Religion is man searching for God, but Christianity is God searching for man.
Thus Rayford Steel says:
Jesus took your punishment when he died on the cross. God did that so you don't have to go to Hell; that's how much he loves you. Eternal life is a gift. You don't have to do anything religious.Jeffrey Bethke is more eloquent and, I would say, more comprehensible:
That's why salvation is freely mine, forgiveness is my own
Not based on my effort's, but Christ's obedience alone.
Because he took the crown of thorns and blood that dripped down his face
He took what we all deserved, that's why we call it grace.
These words have a beauty Rayford's words were completely lacking. It has an emotional resonance equally missing from Rayford. And whether because it resonates at an emotional level or because it makes a serious attempt to explain the theology behind the statement, it has meaning in way Rayford's statement lacked.
The video has drawn criticism from Christians, especially Catholics, arguing that Bethke is being unfair to the church.
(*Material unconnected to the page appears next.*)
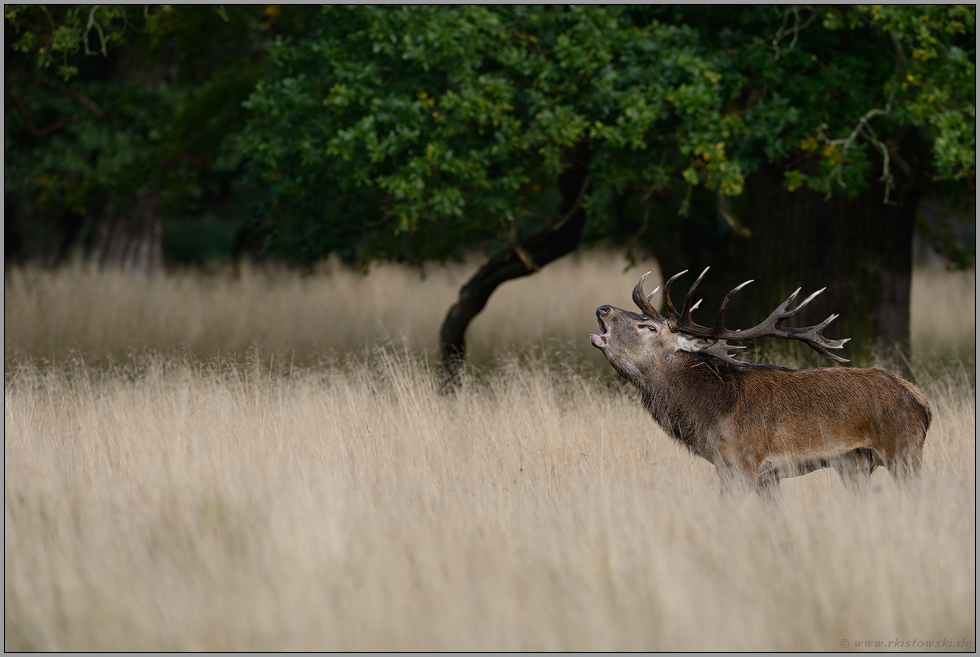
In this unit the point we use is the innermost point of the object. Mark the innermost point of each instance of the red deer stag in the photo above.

Their basic point -- that Christianity is impossible without a community of believers, i.e., a church -- is sound. But my criticism comes from the perspective of a non-believer, wondering how effective this will be as outreach to non-believers, as opposed to weakly committed Christians.
Because if you look at it with a remotely critical eye, he is saying two different things. In the first half, he chides organized religion for its hypocrisy, its judgmentalism, its moral failings, and so forth. He quite correctly cites Jesus as having said much the same to the religious authorities of his day. He appears to be offering a new kind of church, a radically subversive, non-ritualized church based on, well, what Jesus preached and lived in the Gospels. Then he shifts gear to a certain theology, the theology of Evangelical Protestantism (which is similar to, but not exactly the same as, other traditional Christian theology). In particular, it is the belief that the entire human race is sinful and deserving of Hell, but that Jesus, in being crucified, accepted the entire, eternal punishment of the entire human race, and that salvation is a matter of accepting this sacrifice.
It may very well not be apparent to Bethke, but criticizing the church for its moral failings and preaching this particular doctrine are not the same thing. Acceptance of this theology comes with a host of preconceptions that an outsider might challenge. Why does the entire human race deserve to go to Hell? Yes, granted, any religion that focuses on salvation ends up finding it problematic. Salvation is the imperfect aspiring to the perfect, the finite aspiring to the infinite, the limited aspiring to the absolute, etc. Small wonder, then, that every religion that focuses on salvation comes to the conclusion that humans cannot by their own efforts achieve the Absolute, but need some sort of help from outside to achieve it. Hinduism and Buddhism face this problem as much as Christianity. They differ from Christianity in not seeing the only alternative to salvation as eternal damnation. So, granting that we are not worthy of salvation, why couldn't God come up with some alternative other than Hell? The answer always seems to be that his hands were tied and that he was compelled by some power beyond is control to meet out a certain fixed quantity of punishment. So what was it that compelled God? What is strong enough to tie God's hands? And why does punishing the innocent Jesus relieve God of the need to punish guilty mankind that really deserves it anyway?
But these arguments in many ways are secondary. Most people find theology incomprehensible anyhow and are more interested on what this means for them in practical terms. So what does it mean? Presumably, religion refers to things like going to church, reading the Bible, and following the church's accepted moral precepts. Bethke is saying that salvation does not lie in these things, but in accepting Jesus Christ as your personal savior. First of all, what does it really mean to take Jesus Christ as your personal savior. What is the prospective convert supposed to do? How does the prospective convert know if it has worked? And second, is Bethke preaching antinomianism? In other words, is he saying that once you take Jesus Christ as your personal savior, you have your get out of Hell free card and no longer have to go to church, read the Bible or follow any moral precepts? My guess would be no, but he is going to say that you will relate to church, the Bible and moral precepts in a different sort of way. But he doesn't tell us.
And is it too glib of me to suspect that the constant Evangelical Christian argument that Christianity isn't about religion, but about grace is at least in part a marketing ploy? That Evangelicals have noticed that people they try to convert often express distrust of "religion," so they argue that they are not a religion? Because if this is true, a mere shift in semantics isn't going to change any minds at all.